Olga Hepnarová è l’ultima persona a essere stata condannata alla pena di morte nella Repubblica Ceca, nel 1973, a soli 22 anni. Ne ricostruisce la vicenda un film rigoroso e inquietante, Moi, Olga di Tomas Weinreb e Petr Kazda che era uscito in Francia una settimana prima della strage di Nizza del 14 luglio scorso ed è stato ripresentato alla rassegna LGBT autunnale Ze Festival, organizzata dall’associazione Polychromes. Il giorno dopo la strage, la casa di distribuzione Arizona Films diramò il seguente comunicato annunciando che comunque il film non sarebbe stato ritirato dopo il sanguinoso attentato sulla Promenade des Anglais, che costò la vita a 86 persone investite dal camion guidato dal terrorista Mohamed Bouhlel: «Olga Hepnarová è tristemente celebre nella Repubblica Ceca. I registi Tomás Weinrem e Petr Kazda sono rimasti turbati davanti alle similitudini dell’attentato commesso da Olga Hepnarová e il dramma avvenuto a Nizza. Ci associamo al dolore delle vittime e dei loro famigliari ».
A riprova che il lutto è ancora troppo recente nella memoria dei nizzardi e che non intendono vedere film che lo possano evocare anche solo vagamente, in sala eravamo solo una decina.

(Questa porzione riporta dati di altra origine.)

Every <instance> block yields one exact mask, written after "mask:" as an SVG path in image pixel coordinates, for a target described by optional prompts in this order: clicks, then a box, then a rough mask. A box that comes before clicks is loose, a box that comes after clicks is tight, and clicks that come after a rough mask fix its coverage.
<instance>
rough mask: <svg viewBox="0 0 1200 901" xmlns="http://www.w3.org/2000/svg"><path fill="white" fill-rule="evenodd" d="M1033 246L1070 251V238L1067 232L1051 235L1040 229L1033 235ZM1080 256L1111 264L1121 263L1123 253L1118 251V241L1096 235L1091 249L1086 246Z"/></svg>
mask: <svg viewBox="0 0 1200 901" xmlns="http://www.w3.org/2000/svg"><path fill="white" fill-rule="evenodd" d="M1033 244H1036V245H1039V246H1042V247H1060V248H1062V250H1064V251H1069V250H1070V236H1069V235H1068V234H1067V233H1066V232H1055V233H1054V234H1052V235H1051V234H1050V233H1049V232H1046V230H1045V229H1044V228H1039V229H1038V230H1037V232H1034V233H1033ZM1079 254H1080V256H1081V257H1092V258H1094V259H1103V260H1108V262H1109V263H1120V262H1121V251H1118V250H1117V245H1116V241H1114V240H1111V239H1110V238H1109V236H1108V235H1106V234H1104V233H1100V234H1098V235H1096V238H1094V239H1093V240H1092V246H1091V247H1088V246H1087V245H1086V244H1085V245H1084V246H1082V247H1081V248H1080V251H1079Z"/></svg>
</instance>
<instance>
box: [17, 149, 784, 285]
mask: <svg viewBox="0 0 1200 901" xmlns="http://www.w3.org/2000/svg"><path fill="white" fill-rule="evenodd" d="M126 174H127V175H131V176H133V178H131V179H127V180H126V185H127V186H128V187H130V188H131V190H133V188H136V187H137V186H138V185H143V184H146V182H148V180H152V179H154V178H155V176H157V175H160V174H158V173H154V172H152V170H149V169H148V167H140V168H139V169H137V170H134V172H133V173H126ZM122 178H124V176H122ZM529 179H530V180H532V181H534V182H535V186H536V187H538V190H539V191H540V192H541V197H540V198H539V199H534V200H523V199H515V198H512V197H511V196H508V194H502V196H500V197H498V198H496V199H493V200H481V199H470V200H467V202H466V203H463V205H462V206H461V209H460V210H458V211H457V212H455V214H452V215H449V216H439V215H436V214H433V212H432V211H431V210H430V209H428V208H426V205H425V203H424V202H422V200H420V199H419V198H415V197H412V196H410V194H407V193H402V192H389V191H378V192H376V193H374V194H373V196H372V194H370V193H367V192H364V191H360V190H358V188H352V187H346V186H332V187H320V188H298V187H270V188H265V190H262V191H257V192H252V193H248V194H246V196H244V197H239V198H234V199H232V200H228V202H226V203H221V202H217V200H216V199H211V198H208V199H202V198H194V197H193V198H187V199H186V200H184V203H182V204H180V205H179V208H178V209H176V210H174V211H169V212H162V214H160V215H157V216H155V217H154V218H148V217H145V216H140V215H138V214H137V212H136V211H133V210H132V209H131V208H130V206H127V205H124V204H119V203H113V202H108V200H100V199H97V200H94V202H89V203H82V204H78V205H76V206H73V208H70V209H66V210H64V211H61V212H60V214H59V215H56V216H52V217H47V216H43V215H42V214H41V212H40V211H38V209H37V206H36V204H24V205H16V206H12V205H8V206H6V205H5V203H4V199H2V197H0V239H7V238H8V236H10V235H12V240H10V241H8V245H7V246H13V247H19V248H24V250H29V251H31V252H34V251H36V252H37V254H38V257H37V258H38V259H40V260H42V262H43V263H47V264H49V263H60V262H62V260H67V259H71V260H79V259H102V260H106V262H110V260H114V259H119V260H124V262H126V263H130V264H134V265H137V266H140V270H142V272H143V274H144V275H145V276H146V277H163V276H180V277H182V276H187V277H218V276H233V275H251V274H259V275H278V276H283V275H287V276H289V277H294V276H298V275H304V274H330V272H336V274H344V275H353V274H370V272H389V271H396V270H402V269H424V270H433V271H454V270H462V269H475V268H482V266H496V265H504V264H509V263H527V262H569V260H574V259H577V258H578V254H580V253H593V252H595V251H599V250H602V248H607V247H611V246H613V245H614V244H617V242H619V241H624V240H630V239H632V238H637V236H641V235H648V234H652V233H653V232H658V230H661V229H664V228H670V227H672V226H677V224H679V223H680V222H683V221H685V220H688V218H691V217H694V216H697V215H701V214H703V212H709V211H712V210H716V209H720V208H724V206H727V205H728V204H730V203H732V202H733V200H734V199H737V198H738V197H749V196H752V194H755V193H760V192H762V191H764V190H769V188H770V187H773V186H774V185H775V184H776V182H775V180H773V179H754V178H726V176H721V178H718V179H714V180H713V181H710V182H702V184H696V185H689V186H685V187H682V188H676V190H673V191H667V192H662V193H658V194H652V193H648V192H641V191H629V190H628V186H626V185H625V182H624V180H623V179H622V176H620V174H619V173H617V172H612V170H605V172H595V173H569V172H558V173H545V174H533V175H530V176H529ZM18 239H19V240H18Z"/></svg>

In effetti le modalità della strage sono simili, anche se avvenute a 46 anni di distanza : il 10 luglio del 1973, alla guida di un camion, una ragazza psicotica, appunto Olga Hepnarová, devia dalla strada trafficata del centro di Praga gettandosi sul marciapiede, uccidendo otto persone e ferendone dodici.
I registi sono abili nel creare un’atmosfera di pneumatica angoscia intorno a un caso clinico che non intendono giudicare, né danno risposte sul perché Olga decise di mettere una pratica una strage così assurda. « Sono folle ma la mia follia è chiaroveggente», dichiara la protagonista, incarnata benissimo dall’attrice Michalina Olszanska, capo chino e rabbia trattenuta, fisicamente somigliante in maniera curiosa a Natalie Portman.
Con uno stile radicale di rara asciuttezza, fra Antonioni e Bresson, i registi ci fanno immergere nella Cecoslovacchia comunista degli anni ’70, dove Olga cerca di vivere apertamente la propria omosessualità, condannata in maniera più o meno silenziosa dalla famiglia – la madre sembra ignorarla, gli altri la detestano – e dalla società. Olga precipita lentamente in una depressione maggiore, isolata progressivamente da tutti. Non sappiamo in realtà molto di più, poiché lo scene sono spesso scollegate tra loro e la protagonista giace a lungo in piedi o sdraiata a osservare il vuoto. Giusto per rincuorarla, la madre arriva a dirle, dopo un tentativo di farla finita all’età di 13 anni per ingestione di dosi massive di meprobamato: «Per commettere suicidio ci vuole una volontà forte, che tu non hai. Bisogna accettarlo».
Gli unici momenti di sollievo riguardano il rapporto amichevole con un signore anziano interpretato da Martin Pechlat e l’impiego saltuario come autista di camion che però la porteranno, al culmine di un’alienazione assoluta, a compiere la strage (la scena più forte è proprio l’investimento dei pedoni ripresi da sopra la cabina di guida). Nel momento di massima dissociazione, dilaniata da un odio per se stessa senza più filtri, affermerà: «Io, Olga Hepnarová, vittima della tua bestialità, ti condanno alla pena di morte». L’omosessualità pare una componente accidentale della personalità di Olga, e i registi sono molto accorti nel non caricare di valenze ‘politiche’ le sue tendenze saffiche, visto il tema delicatissimo. Ma alla fin fine il personaggio di Olga resta troppo opaco per capirne a fondo le dinamiche interne.
Dramma gelido, gelidissimo, potrebbe avere una buona circuitazione nei festival LGBT, anche se temiamo che i distributori italiani difficilmente si avventureranno nell’acquistarlo.